Testo massima
Ai sensi e per gli effetti
dell’art. 111, comma 7 della Costituzione: “Contro le sentenze e contro i
provvedimenti sulla libertà personale, pronunciati dagli organi giurisdizionali
ordinari o speciali, è sempre ammesso ricorso in Cassazione per violazione di
legge”.
Il riferimento alla libertà
personale sembrerebbe limitare la portata dell’istituto al campo penale, ma da
sempre la Corte Suprema di Cassazione estese tale concetto ai procedimenti
civili, facendovi rientrare la libertà fisica ed in particolare ai diritti soggettivi dei cittadini, cioè
tutto il mondo di cose e diritti che si muovono intorno alla persona e
contribuiscono alla sua personalità, lesi da provvedimenti giurisdizionali.

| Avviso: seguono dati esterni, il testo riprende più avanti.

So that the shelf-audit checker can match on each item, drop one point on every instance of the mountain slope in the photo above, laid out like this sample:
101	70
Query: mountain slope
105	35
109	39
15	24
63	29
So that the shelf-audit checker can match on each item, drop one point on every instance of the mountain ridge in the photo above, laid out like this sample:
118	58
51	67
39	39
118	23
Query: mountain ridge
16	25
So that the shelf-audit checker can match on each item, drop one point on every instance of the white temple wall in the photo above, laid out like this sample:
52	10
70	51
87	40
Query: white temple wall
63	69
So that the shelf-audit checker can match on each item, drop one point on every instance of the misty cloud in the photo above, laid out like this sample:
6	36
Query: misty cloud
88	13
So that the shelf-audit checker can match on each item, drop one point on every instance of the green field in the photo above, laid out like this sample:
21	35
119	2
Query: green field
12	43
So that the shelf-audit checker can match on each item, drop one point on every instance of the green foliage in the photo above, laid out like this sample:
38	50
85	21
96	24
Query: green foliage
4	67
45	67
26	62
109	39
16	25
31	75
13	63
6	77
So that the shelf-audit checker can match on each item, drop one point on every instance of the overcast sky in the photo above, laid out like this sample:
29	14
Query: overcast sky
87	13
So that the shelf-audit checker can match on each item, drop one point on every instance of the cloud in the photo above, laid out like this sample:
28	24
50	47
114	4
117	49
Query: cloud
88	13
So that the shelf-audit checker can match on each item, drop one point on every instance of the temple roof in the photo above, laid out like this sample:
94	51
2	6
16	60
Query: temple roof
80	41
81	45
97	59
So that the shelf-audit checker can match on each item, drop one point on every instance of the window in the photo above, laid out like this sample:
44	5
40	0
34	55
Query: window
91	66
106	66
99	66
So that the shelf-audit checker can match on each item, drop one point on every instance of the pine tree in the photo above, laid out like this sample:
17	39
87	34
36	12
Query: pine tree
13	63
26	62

I motivi per i quali è consentito
l’accesso al rimedio sono la violazione di legge ed il difetto di motivazione
(inteso come motivazione talmente scarna da impedire perfino l’individuazione
della ratio decidendi del provvedimento
impugnato).
Tanto premesso, l’argomento di
disquisizione in oggetto e confermato con la sentenza Cass. Civ., Sez. I del 13
marzo 2015, n. 5094 potrebbe sintetizzarsi in un’unica efficace perifrasi: NESSUN RICORSO STRAORDINARIO IN CASSAZIONE PER IL CURATORE REVOCATO.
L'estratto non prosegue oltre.